HE WAS ONE of us, I always say, a child of the '60s and '70s, an antiwar protester, an idealist, and very clever to boot. Moreover, he knew poverty and family hardship firsthand. It was in his soul to try to make the world a better place, you would have thought. But he blew it, for himself, his country, and all of us. If an artist were commissioned to paint the eight years of the presidency of Bill Clinton it would be a landscape of missed opportunities.
He won the presidency at a time when America was arguably ready for anything. The Cold War that had consumed the energy of a whole generation was over. Major war was a distant memory. America was about to enter a new era of prosperity. He had the great facility of communication, and the American public was prepared to lean over backward to allow this relatively young man to pick up the mantle of the assassinated John F. Kennedy and lead it into new pastures.
He didn't do it. It quickly turned out that he had no vision, no deep convictions, and no overriding purpose. One of his first acts, presumably to quiet the Pentagon, which was nervous and antagonistic because of his dodging the Vietnam War draft, was to launch a cruise missile attack on Iraq. Eight years of bombing Iraq have taken the undermining of Saddam Hussein not one step forward, and the American-led embargo, meanwhile, has created enormous suffering for the ordinary people of Iraq, in particular the children.
A short while after the cruise missile attack he made the decision to pull American troops out of Somalia, where they were supposed to be part of a United Nations peace-keeping force.

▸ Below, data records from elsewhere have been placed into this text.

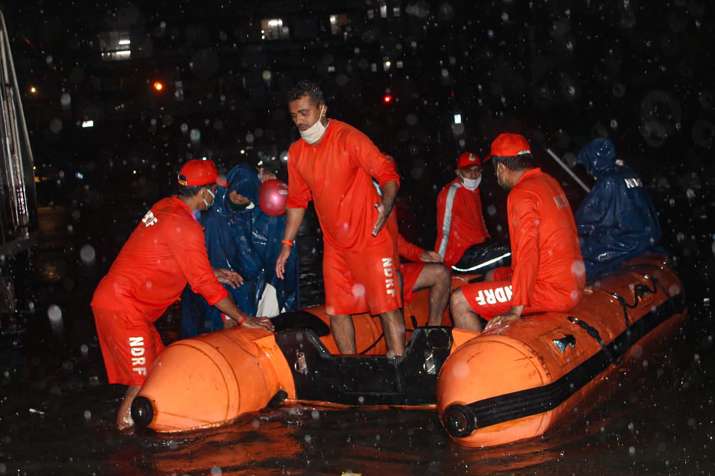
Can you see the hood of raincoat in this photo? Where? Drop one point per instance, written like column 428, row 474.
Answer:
column 243, row 179
column 598, row 156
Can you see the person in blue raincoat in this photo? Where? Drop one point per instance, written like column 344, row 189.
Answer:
column 616, row 221
column 240, row 237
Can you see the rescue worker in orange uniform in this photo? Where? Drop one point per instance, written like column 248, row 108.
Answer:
column 165, row 251
column 333, row 164
column 424, row 269
column 547, row 272
column 460, row 223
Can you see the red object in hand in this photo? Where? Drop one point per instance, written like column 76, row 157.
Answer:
column 272, row 197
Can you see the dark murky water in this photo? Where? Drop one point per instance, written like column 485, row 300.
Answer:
column 57, row 412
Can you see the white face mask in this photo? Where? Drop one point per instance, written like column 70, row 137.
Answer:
column 471, row 184
column 208, row 205
column 313, row 134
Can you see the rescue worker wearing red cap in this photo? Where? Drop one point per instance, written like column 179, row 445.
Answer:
column 333, row 164
column 164, row 252
column 460, row 222
column 547, row 272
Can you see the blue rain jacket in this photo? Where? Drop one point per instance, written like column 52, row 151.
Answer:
column 247, row 241
column 617, row 220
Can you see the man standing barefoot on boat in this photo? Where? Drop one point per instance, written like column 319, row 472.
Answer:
column 165, row 251
column 333, row 164
column 547, row 271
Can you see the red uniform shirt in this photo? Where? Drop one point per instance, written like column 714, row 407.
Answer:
column 164, row 251
column 336, row 173
column 546, row 259
column 460, row 223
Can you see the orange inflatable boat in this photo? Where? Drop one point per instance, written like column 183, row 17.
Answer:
column 490, row 388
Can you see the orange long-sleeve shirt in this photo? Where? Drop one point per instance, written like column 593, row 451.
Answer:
column 546, row 260
column 336, row 173
column 460, row 222
column 165, row 251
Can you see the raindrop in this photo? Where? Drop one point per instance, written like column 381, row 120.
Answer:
column 87, row 254
column 54, row 313
column 56, row 125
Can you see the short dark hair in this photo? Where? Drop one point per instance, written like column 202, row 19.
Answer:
column 308, row 88
column 515, row 162
column 190, row 191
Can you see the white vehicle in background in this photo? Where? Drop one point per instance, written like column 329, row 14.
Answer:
column 18, row 215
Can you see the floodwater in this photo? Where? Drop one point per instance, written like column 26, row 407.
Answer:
column 57, row 412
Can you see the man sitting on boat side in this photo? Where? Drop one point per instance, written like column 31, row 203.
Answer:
column 424, row 269
column 547, row 271
column 617, row 220
column 460, row 222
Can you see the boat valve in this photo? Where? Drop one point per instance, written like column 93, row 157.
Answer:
column 142, row 412
column 459, row 420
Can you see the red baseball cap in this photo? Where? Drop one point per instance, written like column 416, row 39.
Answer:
column 196, row 173
column 468, row 159
column 508, row 144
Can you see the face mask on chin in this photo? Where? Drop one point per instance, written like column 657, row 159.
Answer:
column 313, row 134
column 213, row 196
column 471, row 184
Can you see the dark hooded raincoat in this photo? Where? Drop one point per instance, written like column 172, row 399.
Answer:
column 616, row 221
column 245, row 240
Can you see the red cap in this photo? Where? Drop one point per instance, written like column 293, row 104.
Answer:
column 507, row 144
column 468, row 159
column 196, row 173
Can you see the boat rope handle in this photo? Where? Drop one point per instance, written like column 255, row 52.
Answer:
column 639, row 290
column 593, row 332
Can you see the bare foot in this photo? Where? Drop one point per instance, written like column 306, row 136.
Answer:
column 124, row 414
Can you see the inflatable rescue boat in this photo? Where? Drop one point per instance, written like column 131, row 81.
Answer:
column 490, row 389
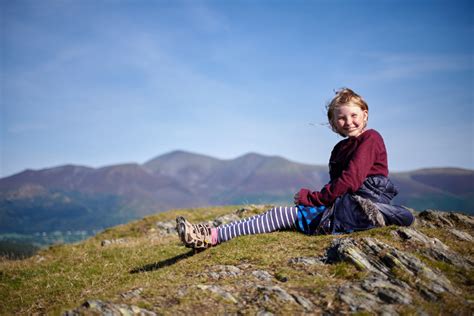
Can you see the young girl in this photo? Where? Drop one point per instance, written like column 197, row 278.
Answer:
column 356, row 198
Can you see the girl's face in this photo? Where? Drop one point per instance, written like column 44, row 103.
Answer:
column 350, row 120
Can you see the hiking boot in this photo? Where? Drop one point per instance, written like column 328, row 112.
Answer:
column 197, row 236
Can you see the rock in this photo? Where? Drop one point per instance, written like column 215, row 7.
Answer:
column 307, row 260
column 382, row 261
column 108, row 242
column 262, row 275
column 107, row 308
column 433, row 247
column 307, row 304
column 218, row 291
column 433, row 218
column 133, row 293
column 461, row 235
column 274, row 291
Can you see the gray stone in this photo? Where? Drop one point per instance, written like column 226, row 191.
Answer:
column 262, row 275
column 108, row 242
column 307, row 304
column 433, row 247
column 108, row 309
column 133, row 293
column 274, row 291
column 218, row 291
column 461, row 235
column 379, row 259
column 306, row 260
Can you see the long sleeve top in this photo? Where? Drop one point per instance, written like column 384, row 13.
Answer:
column 352, row 161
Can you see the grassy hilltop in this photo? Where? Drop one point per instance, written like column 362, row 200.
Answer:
column 142, row 267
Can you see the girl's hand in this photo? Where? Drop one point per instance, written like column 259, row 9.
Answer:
column 296, row 198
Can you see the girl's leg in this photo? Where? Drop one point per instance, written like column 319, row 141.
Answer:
column 278, row 218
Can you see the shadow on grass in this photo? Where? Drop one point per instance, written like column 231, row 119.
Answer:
column 164, row 263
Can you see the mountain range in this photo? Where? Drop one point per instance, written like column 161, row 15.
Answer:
column 74, row 197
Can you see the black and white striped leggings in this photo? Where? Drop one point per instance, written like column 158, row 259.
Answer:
column 277, row 218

In fact they had operated independently under the direct authority of US Southern Command in Florida and had decided to engage in combat with one of the rebel leaders in a very non-UN way. It led to the deaths of 18 American soldiers.

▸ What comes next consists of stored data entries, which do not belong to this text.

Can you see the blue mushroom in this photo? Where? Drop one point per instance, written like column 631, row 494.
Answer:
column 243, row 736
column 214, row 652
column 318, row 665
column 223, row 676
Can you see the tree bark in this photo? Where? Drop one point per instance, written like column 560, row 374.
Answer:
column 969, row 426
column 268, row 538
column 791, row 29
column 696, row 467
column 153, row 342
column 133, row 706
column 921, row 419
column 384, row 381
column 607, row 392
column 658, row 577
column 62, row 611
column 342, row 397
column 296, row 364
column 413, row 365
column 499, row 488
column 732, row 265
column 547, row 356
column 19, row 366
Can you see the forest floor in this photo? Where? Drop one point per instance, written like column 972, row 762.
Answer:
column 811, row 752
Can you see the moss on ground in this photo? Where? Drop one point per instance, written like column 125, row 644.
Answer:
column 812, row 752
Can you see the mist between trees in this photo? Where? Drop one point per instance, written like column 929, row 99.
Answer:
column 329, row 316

Instead of taking the blame himself, Clinton turned on the UN. For the rest of his term the UN has remained the bete noire of much of the American public, an easy target for Senator Jesse Helms, who has tried to starve it of US funding. This should have been the era of the UN coming into its own with the Security Council working in harmony, as the charter mandated, to end ''the scourge of war.'' Ironically, there was more of this under his predecessor, George Bush, than there was in Clinton's own administration.

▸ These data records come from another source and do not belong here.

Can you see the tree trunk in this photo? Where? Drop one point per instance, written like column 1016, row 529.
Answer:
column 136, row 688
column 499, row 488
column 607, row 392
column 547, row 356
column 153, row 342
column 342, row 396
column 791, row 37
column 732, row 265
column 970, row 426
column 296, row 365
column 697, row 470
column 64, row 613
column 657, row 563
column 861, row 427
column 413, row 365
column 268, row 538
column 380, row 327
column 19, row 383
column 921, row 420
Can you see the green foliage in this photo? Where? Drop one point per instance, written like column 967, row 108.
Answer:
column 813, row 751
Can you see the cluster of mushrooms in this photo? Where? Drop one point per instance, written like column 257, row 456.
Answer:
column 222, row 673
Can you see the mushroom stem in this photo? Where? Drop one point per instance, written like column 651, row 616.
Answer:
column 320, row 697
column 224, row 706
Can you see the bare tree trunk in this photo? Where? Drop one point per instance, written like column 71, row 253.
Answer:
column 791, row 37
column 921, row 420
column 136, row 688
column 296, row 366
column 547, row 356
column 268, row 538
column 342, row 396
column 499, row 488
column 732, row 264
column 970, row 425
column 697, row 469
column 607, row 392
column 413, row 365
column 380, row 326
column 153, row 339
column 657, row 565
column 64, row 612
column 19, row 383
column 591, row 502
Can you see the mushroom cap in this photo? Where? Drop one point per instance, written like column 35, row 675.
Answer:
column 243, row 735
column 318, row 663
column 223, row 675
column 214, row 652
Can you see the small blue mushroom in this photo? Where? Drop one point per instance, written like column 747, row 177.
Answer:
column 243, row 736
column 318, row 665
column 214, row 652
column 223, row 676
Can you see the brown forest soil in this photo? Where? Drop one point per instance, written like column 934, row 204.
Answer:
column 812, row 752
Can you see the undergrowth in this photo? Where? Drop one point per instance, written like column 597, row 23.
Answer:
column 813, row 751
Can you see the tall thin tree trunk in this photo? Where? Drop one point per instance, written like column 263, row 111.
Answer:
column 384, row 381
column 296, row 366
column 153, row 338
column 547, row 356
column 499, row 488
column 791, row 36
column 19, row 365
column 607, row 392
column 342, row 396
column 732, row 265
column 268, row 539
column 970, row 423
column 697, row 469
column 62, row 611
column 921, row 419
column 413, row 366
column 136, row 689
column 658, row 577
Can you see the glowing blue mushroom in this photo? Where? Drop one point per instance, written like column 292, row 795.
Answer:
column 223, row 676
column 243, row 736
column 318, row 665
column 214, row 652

Indeed, substantive progress in building a sane and sober relationship with post-communist Russia occurred more under Bush than Clinton. Under Bush there was serious nuclear disarmament. Under Clinton, as former Soviet president Mikhail Gorbachev recently observed, ''disarmament moved further during the last phase of the Cold War than during the period at its end.''
For all Bush's conservatism there was no indication that he had serious thoughts of expanding NATO up to the frontiers of Russia. Yet, in an effort to woo Polish, Baltic, and other East European votes, Clinton promised to do - and did - exactly that. As George Kennan, the great Russian expert and former ambassador to Moscow, has observed, ''It was the most fateful error of American policy in the entire post-Cold War era.'' From then on the relationship with Russia was doomed to be an uncertain and difficult one; before the United States had had the chance of making Russia a real friend, even a part of the Western world.
Even modest steps forward to cap the nuclear genie came to naught. Clinton lost the Senate vote on ratification of the Test Ban Treaty, an American initiative and a key element in forestalling nuclear proliferation, because he left it to the last minute to campaign publicly for it. It fell between his open fingers much to dismay of his Western allies and added to the widening malaise that said in effect, ''If the West is not interested in taking serious steps toward nuclear disarmament, why should we?'' India and Pakistan's decision to go openly nuclear owes much to the climate of opinion that Clinton's lack of activity on nuclear issues engendered.
It was the same at home. A run of appalling murders in schools by pupils toting guns should have sparked Clinton into action. He should have told the American public that this was the last straw, that the gun lobby had gone too far, and that it was time to join the civilized consensus in the rest of the West and disarm at home. After his 1996 reelection he had nothing to lose. He could afford, if necessary, to be unpopular.
But then he would have to have been a different kind of character. As Pulitzer Prize-winner Paul Greenberg says, ''Clinton has gone through life careless about other people. He has no moral compass. There is a lot of sentimentality in the man. He can be sentimental about others, but he's mainly sentimental about himself.''
Now it's goodbye to President Clinton. It should not be a fond farewell. The great historical opportunity that was open to him was squandered. Our generation's big chance to build a better world was frittered away.
Jonathan Power is a columnist based in London.